Finalmente, tras varios viajes por Italia en comitivas oficiales, en 1516 decide aceptar la invitación del rey Francisco I e irse a Francia. También en 1516 Miguel Ángel sale de Roma para regresar a Florencia. Parece un triunfo, pues lleva un encargo espléndido del papa León X: construir la fachada de la basílica de San Lorenzo, la iglesia particular de los Médicis, una de las grandes obras del primer Renacimiento, levantada por Brunelleschi junto al palacio familiar. Sin embargo, empieza allí un destierro de Roma que se extenderá durante 18 años porque, en realidad, la dramática energía de Miguel Ángel, su “terribilidad”, expresión del furor neoplátonico florentino, no gusta en el ámbito romano.
Cuatro años trabaja febrilmente en el diseño de la fachada y en la elección y corte de los mármoles necesarios, convencido de que esta será la más importante obra en la historia de la arquitectura y de la escultura italianas. Es un trabajo doloroso porque, como mezquinamente quería el papa Médicis, eso lo aparta casi totalmente de la obra de la tumba de Julio II que era el gran proyecto del artista.
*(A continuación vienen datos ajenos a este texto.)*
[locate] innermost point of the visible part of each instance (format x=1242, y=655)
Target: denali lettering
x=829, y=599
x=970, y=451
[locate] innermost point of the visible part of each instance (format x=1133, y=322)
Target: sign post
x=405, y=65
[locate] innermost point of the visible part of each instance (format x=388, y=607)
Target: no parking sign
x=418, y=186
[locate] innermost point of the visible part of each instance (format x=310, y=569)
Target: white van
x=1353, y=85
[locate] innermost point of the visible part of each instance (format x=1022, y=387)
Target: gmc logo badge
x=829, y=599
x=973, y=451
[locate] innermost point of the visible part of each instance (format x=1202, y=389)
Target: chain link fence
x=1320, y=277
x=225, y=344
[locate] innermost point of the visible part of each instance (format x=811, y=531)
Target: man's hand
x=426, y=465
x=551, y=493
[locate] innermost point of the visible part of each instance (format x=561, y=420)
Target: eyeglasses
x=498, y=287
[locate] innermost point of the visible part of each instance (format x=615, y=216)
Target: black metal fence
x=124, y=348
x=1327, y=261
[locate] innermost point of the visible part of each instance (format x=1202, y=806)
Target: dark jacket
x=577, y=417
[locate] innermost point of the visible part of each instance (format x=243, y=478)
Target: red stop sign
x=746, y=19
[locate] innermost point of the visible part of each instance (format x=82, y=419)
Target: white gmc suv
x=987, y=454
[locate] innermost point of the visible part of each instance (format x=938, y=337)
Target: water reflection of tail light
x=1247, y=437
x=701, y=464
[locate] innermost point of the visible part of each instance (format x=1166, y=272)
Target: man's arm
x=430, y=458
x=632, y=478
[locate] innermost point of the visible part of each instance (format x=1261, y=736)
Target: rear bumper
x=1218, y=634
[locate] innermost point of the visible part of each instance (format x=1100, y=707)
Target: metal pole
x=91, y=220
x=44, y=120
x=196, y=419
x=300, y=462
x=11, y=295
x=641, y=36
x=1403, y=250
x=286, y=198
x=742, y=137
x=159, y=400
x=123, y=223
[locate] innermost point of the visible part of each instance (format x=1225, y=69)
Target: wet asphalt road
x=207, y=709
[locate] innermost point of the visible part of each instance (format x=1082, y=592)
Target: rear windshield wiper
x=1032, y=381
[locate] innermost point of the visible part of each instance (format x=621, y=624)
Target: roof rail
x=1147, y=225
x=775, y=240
Pero es también un trabajo perdido porque el 10 de marzo de ese trágico 1520 León X decide cancelar el proyecto de la fachada sin dar ninguna explicación a Miguel Ángel quien se sume en una profunda crisis.
En realidad, poco después recibirá el encargo de la Sacristía Nueva de San Lorenzo que será una de sus obras más extraordinarias, pero que lo aleja de Roma durante mucho tiempo más.
Ya el 2 de mayo de 1519, menos de un año antes que Rafael, había muerto Leonardo da Vinci en Amboise, Francia. Ahora, Miguel Ángel parece muerto en vida, a su manera destruido también por los Médicis. Como se ha dicho, el 6 de abril muere Rafael. Dos meses después, el 15 de junio, León X condena a Lutero como hereje; el 3 de enero de 1521 lo excomulga y la Iglesia, que había fundamentado la unidad cultural de Occidente, se divide. En 1522 la peste azotó la ciudad con tan violencia que se creyó que toda la población iba a perecer. Pero la catástrofe se abate con especial fuerza a partir del 6 de mayo de 1527 cuando las tropas alemanas y españolas de Carlos V saquean la ciudad durante tres días y destruyen y roban gran parte de sus joyas artísticas; el “Moisés” de Miguel Ángel, escondido en un taller que el artista conservaba en Roma, se salva de milagro; además de numerosos soldados y de casi toda la Guardia Suiza, mueren unos 45.000 habitantes, de una población total estimada de 85.000.
A estas catástrofes se agrega un sentimiento generalizado de crisis política, económica, cultural y filosófica que, con distintas fuentes, se extiende por todo Occidente. Ya es imposible sostener la ficción del Renacimiento romano. En 1534 volverá Miguel Ángel a Roma, llamado esta vez por Clemente VII, con el encargo de pintar El Juicio Final, de la Capilla Sixtina; el papa muere a finales de ese año, pero lo sucede Pablo III, el papa que realmente impulsará el genio del artista cuya “terribilidad” y dramatismo se impondrá en todos los terrenos del arte. Será la consolidación del Manierismo.
El papa Clemente, que con su encargo facilita el triunfo de esas ideas en Roma, era Julio de Médicis, hijo de Juliano y sobrino de Lorenzo el Magnífico. Por tanto, en cierto modo simbólico, también al ciclo del Renacimiento podrían aplicarse las palabras de Leonardo: los Médicis lo crearon, los Médicis lo destruyeron.